UWP lost government power in 2000 to DLP, which has since retained it. In the 2005 election, DFP became without a mandate in Parliament and Dominica has since then practically had a two-party system. Prime Minister since 2004 is Roosevelt Skerrit (born 1972). After the 2014 elections, three of the 21 elected members (14 percent) were women; together with the President and three appointed members, the total number of female members was seven out of 32 (22 percent).
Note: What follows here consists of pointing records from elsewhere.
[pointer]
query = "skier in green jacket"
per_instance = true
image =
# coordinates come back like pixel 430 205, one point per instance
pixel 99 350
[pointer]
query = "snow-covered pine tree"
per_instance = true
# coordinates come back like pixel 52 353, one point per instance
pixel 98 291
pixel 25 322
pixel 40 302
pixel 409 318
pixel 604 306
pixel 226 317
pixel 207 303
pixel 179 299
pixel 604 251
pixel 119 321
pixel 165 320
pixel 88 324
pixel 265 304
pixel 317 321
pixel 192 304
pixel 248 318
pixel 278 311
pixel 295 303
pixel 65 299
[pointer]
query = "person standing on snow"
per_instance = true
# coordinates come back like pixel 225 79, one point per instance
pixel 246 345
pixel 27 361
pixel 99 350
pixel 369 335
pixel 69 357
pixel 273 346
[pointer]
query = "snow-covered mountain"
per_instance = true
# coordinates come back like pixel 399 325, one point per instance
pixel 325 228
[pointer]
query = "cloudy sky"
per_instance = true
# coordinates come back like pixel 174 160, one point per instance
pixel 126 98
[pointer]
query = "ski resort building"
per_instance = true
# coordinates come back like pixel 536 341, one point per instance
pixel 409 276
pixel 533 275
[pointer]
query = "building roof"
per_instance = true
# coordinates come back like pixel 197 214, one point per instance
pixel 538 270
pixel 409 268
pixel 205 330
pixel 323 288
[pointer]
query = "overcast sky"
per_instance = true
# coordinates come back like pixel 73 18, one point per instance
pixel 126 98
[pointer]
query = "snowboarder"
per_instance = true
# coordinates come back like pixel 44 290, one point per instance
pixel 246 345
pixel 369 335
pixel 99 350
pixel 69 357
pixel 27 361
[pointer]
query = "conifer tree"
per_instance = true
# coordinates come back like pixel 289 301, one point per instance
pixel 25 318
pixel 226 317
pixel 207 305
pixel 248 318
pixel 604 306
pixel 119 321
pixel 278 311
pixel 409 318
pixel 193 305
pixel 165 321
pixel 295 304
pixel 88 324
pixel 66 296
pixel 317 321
The legal system is based almost entirely on the reception of English law. Dominica has its own courts, which are sentenced in the first instance, while the Court of Appeal is shared with several other Caribbean islands. The death penalty can be punished for some serious crimes.

Heads of State


1978 Louis Cools-Lartigue
1978-79 Frederick Degazon
1979 Louis Cools-Lartigue
1979-80 Jenner Armor
1980-83 Aurelius Marie
1983-93 Clarence Seignoret
1993-98 Crispin Sorhaindo
1998-2003 Vernon Lord Shaw
2003-12 Nicholas Liverpool
2012-13 Eliud Williams
2013 Charles Savarin

Dominica Head of Government

History. – Formerly part of the British West Indies (1958-62), Dominica had obtained internal autonomy in 1967. The dominica Labor Party (DLP) hegemony, majority since the 1960s, ended in 1979, when the attempt to part of the government to introduce measures restricting trade union and press freedoms caused a serious political crisis and the splitting of the DLP into opposing groups. The subsequent elections (July 1980) saw the victory of the conservative Dominica Freedom Party (DFP), but the protracted tension led the new government to proclaim a state of emergency several times while two coup attempts occurred (1981), involving the same former Labor Prime Minister, Fr. John, who was convicted in 1985 to 12 years in prison, but released in 1990. Reconfirmed by the July 1985 elections (despite the reunification in that year of the various Labor factions in the Labor Party of Dominica, LPD) and in May 1990, the government chaired by the leader of the DFP, ME Charles, led a policy of close alliance with the United States. Economically, he tried to promote Dominica’s development through an increase in agricultural production (agrarian reform), infrastructure and foreign investments, while austerity measures (in addition to the rather authoritarian style of the prime minister) aroused a certain discontent. launched in agreement with international creditors. In the elections of May 1990, the DFP suffered a sharp decline, while maintaining a weak parliamentary majority (11 seats out of 21), while in the opposition the newly formed (1988) Dominica United Workers’ Party (DUWP) established itself as the second party (6 seats) in front of the LPD (4 seats).